La catholicité d'Oscar Wilde

Un article en ligne du Figaro relate la conversion d'Oscar Wilde au catholicisme.

"(...) in extremis, Wilde reçut le baptême et l'absolution. Mais quel que fût le désir sincère et profond qu'il en ait eu, il fut trop velléitaire pour ordonner son existence à ses exigences intérieures. Il ne connaîtra pas le destin de son contemporain Charles de Foucauld, insoumis et débauché notoire, qui après sa conversion renonça au monde et se donna totalement à Dieu. Si le cœur et l'esprit portaient Oscar Wilde à la grandeur spirituelle, la chair en lui a résisté à l'appel de l'Éternel.
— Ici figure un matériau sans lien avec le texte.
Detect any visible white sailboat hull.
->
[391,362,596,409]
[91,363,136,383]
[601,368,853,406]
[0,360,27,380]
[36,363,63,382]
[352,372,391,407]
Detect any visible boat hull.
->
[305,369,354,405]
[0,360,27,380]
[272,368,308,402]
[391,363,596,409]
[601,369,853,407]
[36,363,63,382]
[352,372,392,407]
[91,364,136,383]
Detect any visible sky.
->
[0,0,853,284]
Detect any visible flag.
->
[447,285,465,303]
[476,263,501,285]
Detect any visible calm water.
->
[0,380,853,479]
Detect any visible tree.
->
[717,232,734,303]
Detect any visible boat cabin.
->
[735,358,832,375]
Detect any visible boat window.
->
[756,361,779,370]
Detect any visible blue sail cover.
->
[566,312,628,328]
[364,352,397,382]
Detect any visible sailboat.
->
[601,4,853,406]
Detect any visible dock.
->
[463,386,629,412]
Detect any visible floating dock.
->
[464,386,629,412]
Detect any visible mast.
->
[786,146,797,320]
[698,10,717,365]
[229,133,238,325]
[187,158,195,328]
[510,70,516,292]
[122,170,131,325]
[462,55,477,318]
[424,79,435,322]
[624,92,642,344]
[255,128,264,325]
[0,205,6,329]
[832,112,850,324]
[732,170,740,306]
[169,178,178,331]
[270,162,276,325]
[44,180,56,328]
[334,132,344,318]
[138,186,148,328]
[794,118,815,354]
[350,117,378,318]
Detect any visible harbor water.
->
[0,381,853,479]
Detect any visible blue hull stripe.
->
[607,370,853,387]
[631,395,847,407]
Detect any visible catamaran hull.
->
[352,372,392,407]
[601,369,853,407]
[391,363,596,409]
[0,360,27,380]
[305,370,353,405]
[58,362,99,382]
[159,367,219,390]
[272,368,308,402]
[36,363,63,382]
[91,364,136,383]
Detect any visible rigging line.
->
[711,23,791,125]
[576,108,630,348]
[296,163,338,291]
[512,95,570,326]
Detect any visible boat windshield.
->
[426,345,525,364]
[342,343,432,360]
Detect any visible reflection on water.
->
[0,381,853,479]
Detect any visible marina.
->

S'il n'a pas vécu en fidèle catholique, du moins a-t-il, au moment où son corps l'abandonnait, rendu son âme à Dieu."


Il a dû recevoir l'extrême-onction aujourd'hui appelée "sacrement des malades".

C'est avoir une méconnaissance de la doctrine catholique de croire que Wilde a eu une vie moins catholique que celle de Foucauld. Il n'y a pas de hiérarchie dans l'Eglise en matière d'activité, ou de dignité.

C'est la même chose que pour Gramsci mort catholique muni des sacrements de l'Eglise.

Cela ne fait pas plaisir aux tenants du relativisme pour Wilde et du communisme pour Gramsci, mais c'est ainsi et l'on a tort de croire, dans le cas de Wilde ou de Gramsci que l'Eglise tient à s'annexer ces intellectuels : Elle publie l'histoire, point c'est tout. Ces personnes sont mortes catholiques et il n'y a pas de hiérarchie du catholicisme, elles n'étaient pas plus ou moins catholiques les unes que les autres (pas moins catholiques que le P. de Foucauld), elles sont mortes catholiques, point.